Lipoproteínas de alta densidad aumentan riesgo cardiovascular


Tras varios años de investigación se publican, en la revista Metabolism Clinical and Experimental, los resultados de un estudio que abre la ventana al descubrimiento de potenciales objetivos terapéuticos en el campo de las enfermedades cardiovasculares, que podrían contribuir en su prevención.


Investigadores españoles han demostrado que la cantidad de lipoproteínas de alta densidad (HDL) en la sangre no está relacionada (como tradicionalmente se ha afirmado) con mayor o menor riesgo cardiovascular, y que este depende en gran medida del tamaño y la cantidad de triglicéridos que contengan.¹


Los científicos diseñaron un estudio de aleatorización mendeliana utilizando datos de metanálisis que contenían estudios de asociación de todo el genoma. La mayoría se obtuvieron de un trabajo publicado en Nature y el consorcio CARDIoGRAMplusC4D.²’ ³


Incluyeron en el estudio un grupo de pacientes con predisposición genética concreta en relación a sus lipoproteínas de alta densidad y observaron si tenían más o menos infartos.

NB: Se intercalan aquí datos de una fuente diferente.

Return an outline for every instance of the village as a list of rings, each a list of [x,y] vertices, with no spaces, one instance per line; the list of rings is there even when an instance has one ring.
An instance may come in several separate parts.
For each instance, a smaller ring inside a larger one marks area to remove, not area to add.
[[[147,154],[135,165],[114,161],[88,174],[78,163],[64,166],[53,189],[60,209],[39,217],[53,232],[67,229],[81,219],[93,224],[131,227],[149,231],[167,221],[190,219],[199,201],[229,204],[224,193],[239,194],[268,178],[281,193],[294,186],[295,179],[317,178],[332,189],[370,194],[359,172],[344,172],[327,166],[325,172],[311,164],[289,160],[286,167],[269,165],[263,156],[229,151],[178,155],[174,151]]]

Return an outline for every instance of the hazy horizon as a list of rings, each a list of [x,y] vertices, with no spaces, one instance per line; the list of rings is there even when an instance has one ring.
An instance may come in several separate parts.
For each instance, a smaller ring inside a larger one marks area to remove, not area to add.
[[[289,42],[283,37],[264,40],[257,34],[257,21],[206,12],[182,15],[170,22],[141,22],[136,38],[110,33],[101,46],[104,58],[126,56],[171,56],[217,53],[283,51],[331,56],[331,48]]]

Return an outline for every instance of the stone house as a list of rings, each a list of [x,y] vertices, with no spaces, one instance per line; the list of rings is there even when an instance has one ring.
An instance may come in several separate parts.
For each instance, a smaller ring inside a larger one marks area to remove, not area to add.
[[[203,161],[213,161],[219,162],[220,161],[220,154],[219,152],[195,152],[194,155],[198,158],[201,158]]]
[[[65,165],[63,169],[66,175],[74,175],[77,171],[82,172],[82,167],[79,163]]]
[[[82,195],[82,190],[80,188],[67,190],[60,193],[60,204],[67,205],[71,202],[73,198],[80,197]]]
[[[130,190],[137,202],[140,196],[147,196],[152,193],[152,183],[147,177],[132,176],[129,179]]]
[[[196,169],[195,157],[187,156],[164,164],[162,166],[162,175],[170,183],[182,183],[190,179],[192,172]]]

En concreto, los científicos centraron el análisis en las variantes genéticas asociadas con los principales rasgos del perfil lipídico en suero (niveles de lipoproteínas de alta densidad, lipoproteínas de baja densidad y triglicéridos), el diámetro medio de lipoproteínas de alta densidad, las cantidades de colesterol transportadas en lipoproteínas de alta densidad pequeñas, medianas, grandes y muy grandes y el volumen de triglicéridos transportados en lipoproteínas de alta densidad muy grandes, entre otros aspectos.


La conclusión fue que las características genéticas vinculadas a la formación de partículas de colesterol bueno grandes, se relacionan directamente con mayor riesgo de infarto, mientras que las características vinculadas a partículas pequeñas de colesterol bueno se relacionan con menor riesgo de infarto: "Observamos que no todas las partículas de lipoproteínas de alta densidad que circulan en sangre son problemáticas, solo las de mayor tamaño y las que contienen más triglicéridos, No todo el 'colesterol bueno', es bueno", indicaron los investigadores.


A pesar de que la línea de trabajo aún se encuentra en estadios muy iniciales, sus conclusiones podrían ser de utilidad para los profesionales sanitarios, especialmente al tratar pacientes con trastornos en el perfil lipídico.


El estudio fue liderado por el Centro de Investigación Médica del Hospital del Mar, con la colaboración de miembros del CIBER en Enfermedades Cardiovasculares (CIBERCV), del CIBER en Obesidad y Nutrición (CIBEROBN), y del CIBER en Epidemiología y Salud Pública (CIBERESP), así como del Hospital Clínic-IDIBAPS, IDIBELL, el Centro de Investigación Hospital Santa Creu i Sant Pau, en Barcelona, y el Hospital Clínico Universitario en Zaragoza.


Los científicos comenzaron los primeros experimentos en 2013 y los resultados se deben en buena medida a que se ha descubierto recientemente que, contrario a lo que se creía, altos niveles de lipoproteínas de alta densidad no se asocian necesariamente a reducción de riesgo de enfermedad cardiovascular. Añadieron que ha sido un poco el paradigma de los últimos 40 años y, de hecho, en las guías de tratamiento se indica que tener nivel de lipoproteínas de alta densidad alto reduce el riesgo de la enfermedad cardiovascular.


Sin embargo, en la última década se conocieron datos inconsistentes con respecto a las lipoproteínas de alta densidad que han surgido a raíz de una serie de ensayos clínicos con fármacos que duplicaban su nivel. Los conocidos, como inhibidores de la proteína de transferencia de ésteres de colesterol (CEPT), los cuales, lejos de disminuir las enfermedades cardiovasculares, no hacían nada o incluso las empeoraban.